Esto no es una guerra de pasteles como el enfrentamiento Burchill-Paglia. Potter está furioso porque su última ofrenda, Lipstick on Your Collar, fue descuartizada en los periódicos por indecente y, para los no iniciados, Murdoch es un símbolo viviente del periodismo. No sé si Murdoch ha oído hablar de Potter. Tampoco sé si Potter conoce personalmente a Murdoch, así que ha desatado toda su furia sin una visión clara del blanco. Me desconcierta que Murdoch provoque tanto odio. Viene de la nobleza rural australiana. Su padre, sir Keith, era un protegido de Harmsworth, que figura en el estimulante libro de Tom Clark, My Northcliffe Diary. Construyó un imperio periodístico desde abajo, aunque nunca monopolizó el capital. La madre de Murdoch es Dame y es una antípoda de lady Bracknell. Él recibió la educación habitual entre los jóvenes australianos de su clase y, como muchos de ellos, concurrió a Oxford para un pulido final. Considerando que ha pasado toda su vida en los medios, ha salido bastante ileso, y es cortés, moderado, ameno y bien informado; sabe escuchar y no es excesivamente tozudo, teniendo en cuenta que es australiano, y es un placer tenerlo en casa. No sé si diría lo mismo de Potter, que parece una de esas personas que uno mantendría a distancia. Sin embargo, si se enfrentara con el amable e inofensivo Murdoch, sospecho que no sabría cómo proceder. Una personificación simbólica mucho más convincente del capitalismo de los medios habría sido el jefe de Potter en el canal 4, el guarnecido y efusivo Michael Grade, cuyos rasgos mofletudos se pueden ver, como los de su tío Lew, en el extremo de un puro colosal. Pero Grade, siendo un patrono de las clases cultas, está exento de toda crítica.
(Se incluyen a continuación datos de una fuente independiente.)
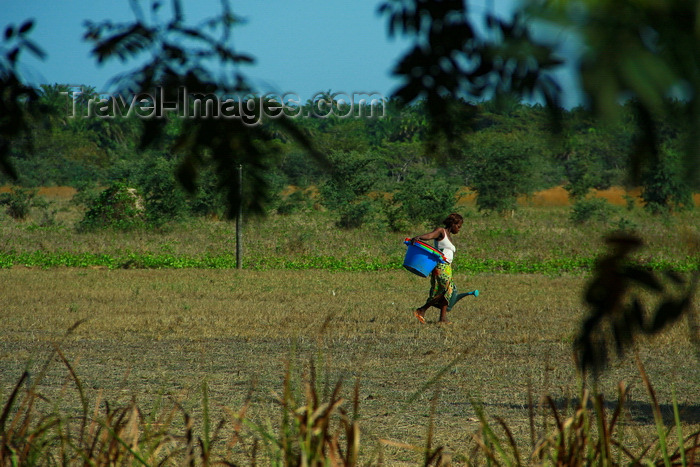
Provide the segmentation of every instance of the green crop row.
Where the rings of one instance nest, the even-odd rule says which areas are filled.
[[[491,260],[463,259],[455,264],[456,273],[511,273],[511,274],[556,274],[586,272],[595,265],[594,257],[554,258],[547,260]],[[640,264],[650,270],[674,270],[678,272],[700,269],[697,258],[683,260],[644,260]],[[164,253],[126,253],[123,255],[31,252],[0,253],[0,268],[27,267],[104,267],[109,269],[234,269],[236,257],[231,254],[185,256]],[[363,257],[299,255],[294,257],[269,256],[244,258],[242,267],[249,270],[263,269],[325,269],[332,271],[386,271],[400,269],[400,259],[381,260]]]

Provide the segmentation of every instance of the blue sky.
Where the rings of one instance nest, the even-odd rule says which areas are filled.
[[[470,2],[470,8],[475,14],[487,8],[507,14],[514,1],[476,0]],[[163,3],[169,5],[170,1]],[[391,69],[407,43],[387,37],[385,19],[377,14],[380,3],[234,0],[230,2],[234,13],[247,20],[233,31],[234,48],[255,58],[255,65],[243,70],[259,92],[291,92],[303,100],[327,90],[389,96],[398,85]],[[191,25],[220,11],[219,0],[182,0],[182,4]],[[90,45],[82,40],[84,22],[132,20],[129,5],[126,0],[13,1],[3,5],[2,26],[28,18],[36,21],[30,37],[47,58],[37,61],[24,57],[22,71],[28,81],[86,84],[107,92],[110,78],[136,63],[98,66],[90,56]],[[167,17],[165,13],[162,16]]]

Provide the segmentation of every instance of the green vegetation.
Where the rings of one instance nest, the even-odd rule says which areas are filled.
[[[0,206],[6,206],[5,212],[13,219],[23,221],[29,215],[32,206],[41,206],[35,200],[36,189],[12,187],[8,193],[0,194]]]
[[[143,227],[143,214],[143,199],[136,189],[115,183],[100,193],[77,227],[79,230],[130,230]]]
[[[644,205],[655,213],[667,210],[692,209],[692,189],[683,176],[683,165],[679,154],[665,150],[656,164],[644,171]]]
[[[194,162],[170,153],[168,145],[174,140],[167,135],[185,131],[183,119],[164,120],[164,141],[141,150],[136,143],[146,121],[135,116],[66,118],[59,101],[60,93],[67,89],[56,85],[38,91],[37,103],[32,105],[46,108],[50,118],[48,123],[43,117],[27,121],[34,135],[32,150],[22,146],[21,139],[12,145],[8,161],[19,177],[13,183],[24,188],[62,185],[80,189],[120,183],[141,193],[144,220],[155,226],[226,214],[229,201],[237,194],[230,186],[231,190],[223,191],[221,187],[226,177],[235,174],[222,176],[224,168],[209,164],[225,165],[231,172],[233,162],[215,161],[204,153],[197,162],[201,167],[196,183],[184,187],[180,183],[182,171]],[[77,111],[80,105],[82,101],[76,103]],[[312,112],[314,105],[306,103],[302,112]],[[474,190],[479,210],[511,214],[518,209],[519,196],[538,190],[566,186],[578,200],[591,189],[629,181],[624,167],[632,144],[631,126],[595,122],[583,109],[572,109],[562,111],[564,130],[553,136],[547,110],[540,106],[514,103],[502,108],[488,101],[455,105],[474,114],[469,126],[456,136],[465,143],[438,151],[434,157],[424,151],[429,144],[427,109],[420,102],[401,108],[388,101],[381,118],[298,118],[294,122],[297,131],[314,141],[316,156],[284,129],[261,134],[251,144],[264,147],[270,155],[266,165],[243,164],[244,209],[280,213],[306,209],[307,200],[297,192],[287,197],[279,193],[286,186],[302,190],[317,186],[319,201],[336,212],[342,228],[356,228],[379,218],[387,229],[401,230],[407,223],[435,222],[444,216],[462,186]],[[619,111],[633,120],[633,105],[622,105]],[[687,137],[684,127],[664,133],[667,149],[663,157],[642,171],[641,200],[651,212],[693,208],[691,194],[700,191],[700,186],[683,179],[675,149]],[[11,179],[0,175],[2,182]],[[372,193],[385,196],[370,199]],[[86,220],[86,225],[91,222]]]
[[[375,186],[377,168],[367,154],[333,153],[329,158],[333,171],[321,184],[321,200],[337,211],[336,222],[342,228],[360,227],[369,217],[372,204],[367,194]]]
[[[76,206],[65,197],[37,195],[36,199],[49,208],[32,208],[24,222],[0,215],[0,235],[5,239],[0,247],[0,267],[227,269],[235,266],[233,223],[191,218],[158,227],[130,224],[130,229],[124,230],[118,227],[121,224],[116,224],[117,228],[90,230],[83,226],[92,216],[90,213],[95,212],[94,208]],[[428,221],[407,224],[398,232],[387,232],[381,216],[385,201],[365,199],[373,207],[373,217],[354,229],[329,229],[328,226],[337,222],[337,214],[317,203],[316,209],[307,204],[296,213],[247,218],[243,228],[243,266],[255,270],[400,269],[405,252],[403,239],[434,224]],[[135,199],[131,194],[127,200],[133,208]],[[456,239],[460,255],[455,269],[464,273],[590,272],[604,247],[603,236],[626,225],[634,225],[635,231],[646,239],[646,246],[633,256],[638,264],[652,270],[698,268],[694,238],[700,221],[696,211],[660,217],[640,208],[613,206],[602,199],[589,202],[594,201],[604,203],[609,214],[602,218],[586,214],[587,220],[582,223],[572,221],[566,206],[524,205],[514,217],[503,218],[484,216],[476,206],[463,201],[456,206],[466,220]],[[54,213],[50,222],[46,219],[47,210]],[[129,219],[134,221],[138,217]]]
[[[578,199],[571,208],[571,221],[577,224],[591,220],[608,222],[612,212],[613,207],[604,199]]]
[[[534,168],[547,165],[541,159],[539,164],[535,161],[535,154],[541,156],[543,151],[536,153],[533,135],[526,138],[525,134],[515,131],[483,138],[479,134],[472,139],[466,162],[471,172],[470,186],[478,193],[479,210],[511,213],[517,208],[518,196],[543,187],[544,180],[539,180],[539,186],[534,182],[537,174]]]

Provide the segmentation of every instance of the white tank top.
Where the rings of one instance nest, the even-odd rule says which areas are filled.
[[[455,248],[450,241],[450,238],[447,236],[447,232],[445,232],[442,240],[435,240],[435,248],[442,251],[442,254],[445,255],[445,258],[447,258],[448,263],[452,262],[455,257],[455,252],[457,251],[457,248]]]

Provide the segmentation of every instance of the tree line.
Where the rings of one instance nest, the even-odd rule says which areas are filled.
[[[89,101],[99,96],[88,86],[80,93],[73,90],[43,85],[36,90],[38,99],[25,104],[35,107],[28,115],[40,112],[41,117],[29,119],[30,131],[21,138],[30,140],[13,142],[10,161],[18,178],[0,175],[2,183],[67,185],[83,191],[123,183],[142,193],[151,217],[160,221],[222,214],[225,200],[215,170],[198,174],[192,194],[179,187],[182,160],[171,148],[183,130],[182,118],[162,117],[165,137],[144,150],[141,137],[149,119],[90,116]],[[684,104],[672,104],[678,107],[676,115],[682,115]],[[250,171],[261,167],[244,167],[249,183],[266,187],[248,189],[248,210],[304,209],[311,202],[305,193],[319,187],[320,202],[338,214],[339,225],[361,225],[379,209],[389,227],[400,229],[407,219],[439,219],[453,208],[462,187],[476,191],[479,210],[505,213],[516,208],[518,196],[536,190],[563,185],[580,201],[591,189],[630,181],[629,154],[638,131],[634,103],[619,106],[624,118],[605,123],[583,108],[562,110],[552,122],[547,108],[516,96],[455,100],[453,134],[448,144],[439,145],[432,144],[425,101],[402,105],[389,99],[364,115],[349,114],[353,110],[347,107],[328,91],[298,109],[297,130],[313,141],[322,159],[312,157],[293,135],[274,125],[274,117],[258,109],[264,131],[253,143],[273,156],[260,161],[263,173],[255,180]],[[680,118],[660,119],[658,124],[662,152],[658,164],[640,169],[642,199],[654,212],[692,207],[692,193],[700,186],[688,184],[682,173],[686,125]],[[282,196],[288,186],[297,190]],[[378,193],[383,194],[379,201]]]

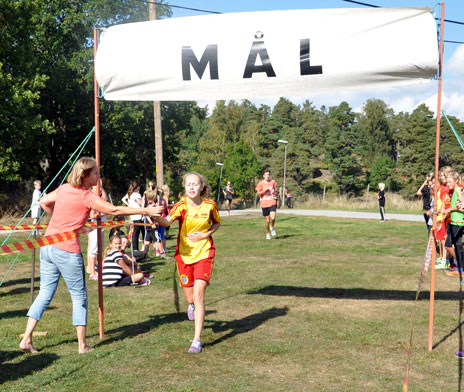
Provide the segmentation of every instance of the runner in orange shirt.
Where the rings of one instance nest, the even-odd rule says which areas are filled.
[[[265,169],[263,180],[256,185],[256,193],[259,196],[259,203],[263,210],[263,216],[266,219],[266,239],[270,240],[271,236],[276,236],[274,229],[277,211],[277,183],[271,180],[271,172]]]

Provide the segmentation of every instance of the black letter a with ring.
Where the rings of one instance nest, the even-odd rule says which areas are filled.
[[[258,31],[255,34],[256,38],[262,38],[263,33]],[[262,65],[256,65],[256,58],[260,57]],[[267,53],[267,49],[264,46],[264,41],[254,41],[251,46],[250,54],[248,55],[248,60],[245,67],[245,72],[243,73],[244,79],[250,79],[255,72],[266,72],[267,77],[275,78],[276,74],[272,68],[271,60]]]

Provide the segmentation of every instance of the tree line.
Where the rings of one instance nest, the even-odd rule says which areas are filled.
[[[158,18],[171,16],[166,4]],[[93,115],[93,28],[146,21],[137,0],[0,0],[0,203],[34,179],[48,184],[89,133]],[[252,200],[263,168],[280,183],[288,141],[287,185],[298,198],[321,192],[359,195],[368,184],[413,195],[433,170],[436,124],[424,104],[395,113],[379,99],[360,112],[349,103],[316,108],[280,98],[273,107],[218,101],[211,112],[196,102],[162,102],[164,181],[175,195],[188,170],[207,176],[213,196],[223,181]],[[462,134],[464,123],[450,116]],[[108,190],[156,175],[151,102],[101,100],[101,171]],[[464,171],[461,147],[441,124],[440,165]],[[94,155],[92,141],[83,151]],[[32,187],[30,189],[32,192]]]

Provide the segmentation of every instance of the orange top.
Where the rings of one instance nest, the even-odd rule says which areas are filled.
[[[259,199],[261,208],[271,207],[277,204],[277,200],[275,199],[274,195],[277,191],[277,182],[274,180],[266,181],[262,180],[261,182],[256,185],[256,192],[261,194],[265,191]]]
[[[98,199],[98,196],[88,189],[74,188],[70,184],[61,185],[56,192],[53,215],[45,235],[81,229],[87,223],[91,210],[90,206]],[[79,237],[52,246],[70,253],[81,253]]]

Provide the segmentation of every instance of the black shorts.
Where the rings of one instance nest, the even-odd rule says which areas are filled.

En realidad, estas grescas son complejas pantomimas que se libran en público, pero responden a reglas ocultas y alianzas secretas, con objetivos borrosos que la gente común desconoce pero son transparentes para los iniciados. En los viejos tiempos, los historiadores distinguían entre el país real y el país político, siendo el segundo la clase dominante que determinaba las cosas a menos que el pueblo se alzara en furia irresistible. Ahora tenemos una tercera fuerza, el país de los medios, los pocos miles de hombres y mujeres que fijan el orden del día en ambas márgenes del Atlántico. A veces hablan de cosas importantes. En general se limitan a arrojar pasteles. Quizá sea un pueril derroche de buena natilla verbal, pero no está en juego nada importante, nadie saldrá lastimado, y el país real, como mi nieto y yo, nos recostamos para disfrutar de la diversión.